This is a minimal demonstration of fitting some machine learning models with the new tidymodels package.
options(digits = 3)
library(pacman)
p_load(tidyverse, magrittr, tidymodels, GGally)
theme_set(theme_bw())
A really simple case of classification. We predict whether it is a particular species from the measurements.
#plot data to see what's up
#https://stackoverflow.com/a/12047554/3980197
ggpairs(iris, aes(colour = Species, alpha = 0.4))
## `stat_bin()` using `bins = 30`. Pick better value with `binwidth`.
## `stat_bin()` using `bins = 30`. Pick better value with `binwidth`.
## `stat_bin()` using `bins = 30`. Pick better value with `binwidth`.
## `stat_bin()` using `bins = 30`. Pick better value with `binwidth`.
#lets make a binary version for species
iris = cbind(
iris,
model.matrix( ~ Species - 1, data=iris ) %>% set_colnames(colnames(.) %>% str_replace("Species", "")) %>% as_tibble() %>% map_df(as.factor)
) %>% as_tibble()
#print data
iris
#outcome split
iris$Species %>% table()
## .
## setosa versicolor virginica
## 50 50 50
#make a recipe
iris_recipe <-
recipe(virginica ~ Sepal.Length + Sepal.Width + Petal.Length + Petal.Width, data = iris)
#make a model
iris_model <-
logistic_reg() %>%
set_engine("glm")
#resampling method
set.seed(1)
iris_folds <- vfold_cv(iris, v = 10)
#make workflow
iris_wf <-
workflow() %>%
add_model(iris_model) %>%
add_recipe(iris_recipe)
#fit
iris_fit <-
iris_wf %>%
fit_resamples(iris_folds)
## ! Fold01: model: glm.fit: fitted probabilities numerically 0 or 1 occurred
## ! Fold02: model: glm.fit: fitted probabilities numerically 0 or 1 occurred
## ! Fold03: model: glm.fit: fitted probabilities numerically 0 or 1 occurred
## ! Fold04: model: glm.fit: fitted probabilities numerically 0 or 1 occurred
## ! Fold05: model: glm.fit: algorithm did not converge, glm.fit: fitted probabilitie...

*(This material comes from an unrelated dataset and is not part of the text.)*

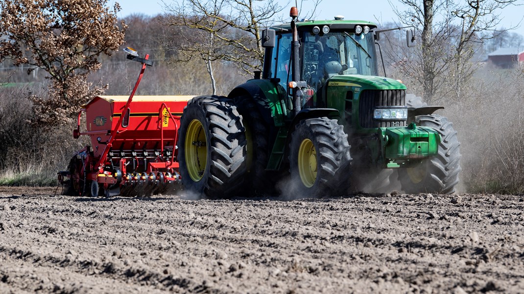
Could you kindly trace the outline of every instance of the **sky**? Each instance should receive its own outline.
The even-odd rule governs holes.
[[[122,10],[119,17],[124,17],[133,14],[143,14],[147,15],[156,15],[163,12],[164,3],[171,3],[176,0],[110,0],[108,3],[112,6],[115,2],[118,2]],[[181,0],[180,0],[181,1]],[[294,6],[294,1],[277,0],[282,7],[291,8]],[[304,0],[302,3],[302,11],[310,11],[312,8],[314,0]],[[375,23],[385,23],[397,20],[389,2],[397,8],[402,10],[404,8],[397,0],[323,0],[317,8],[316,19],[333,19],[335,15],[342,15],[346,19],[358,19]],[[511,31],[517,32],[524,36],[524,0],[517,0],[521,6],[510,6],[500,12],[501,26],[509,28],[519,25],[520,27]],[[299,5],[300,1],[299,0]],[[341,3],[346,4],[344,5]],[[289,8],[285,8],[287,14]]]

## ! Fold06: model: glm.fit: fitted probabilities numerically 0 or 1 occurred
## ! Fold07: model: glm.fit: algorithm did not converge, glm.fit: fitted probabilitie...

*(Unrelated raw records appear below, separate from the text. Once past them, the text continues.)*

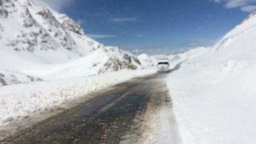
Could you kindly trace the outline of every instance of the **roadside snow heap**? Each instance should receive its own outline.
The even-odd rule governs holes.
[[[166,82],[184,143],[256,143],[256,11]]]

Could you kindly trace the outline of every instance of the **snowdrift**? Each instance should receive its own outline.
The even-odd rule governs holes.
[[[0,86],[141,68],[136,56],[38,1],[0,2]]]

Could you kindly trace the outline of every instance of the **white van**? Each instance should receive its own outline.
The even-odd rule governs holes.
[[[157,64],[158,72],[169,72],[169,60],[159,60]]]

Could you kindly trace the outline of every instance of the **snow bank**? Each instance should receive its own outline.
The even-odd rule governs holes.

## ! Fold08: model: glm.fit: fitted probabilities numerically 0 or 1 occurred
## ! Fold09: model: glm.fit: fitted probabilities numerically 0 or 1 occurred
## ! Fold10: model: glm.fit: fitted probabilities numerically 0 or 1 occurred
#metrics
collect_metrics(iris_fit)
As above, but we want to predict each species level, not a single contrast. It was a bit difficult to figure out how to do this, but one needs to search here for the model to find the function one needs, turns out it is called multinom_reg()
.
#make a recipe
#same as above except that we swap the outcome to Species
iris2_recipe <-
recipe(Species ~ Sepal.Length + Sepal.Width + Petal.Length + Petal.Width, data = iris)
#make a model
#swap to multinom_reg() + nnet
iris2_model <-
multinom_reg() %>%
set_engine("nnet")
#resampling method
#actually the same as above
set.seed(1)
iris2_folds <- vfold_cv(iris, v = 10)
#make workflow
iris2_wf <-
workflow() %>%
add_model(iris2_model) %>%
add_recipe(iris2_recipe)
#fit
iris2_fit <-
iris_wf %>%
fit_resamples(iris2_folds)
## ! Fold01: model: glm.fit: fitted probabilities numerically 0 or 1 occurred
## ! Fold02: model: glm.fit: fitted probabilities numerically 0 or 1 occurred
## ! Fold03: model: glm.fit: fitted probabilities numerically 0 or 1 occurred
## ! Fold04: model: glm.fit: fitted probabilities numerically 0 or 1 occurred
## ! Fold05: model: glm.fit: algorithm did not converge, glm.fit: fitted probabilitie...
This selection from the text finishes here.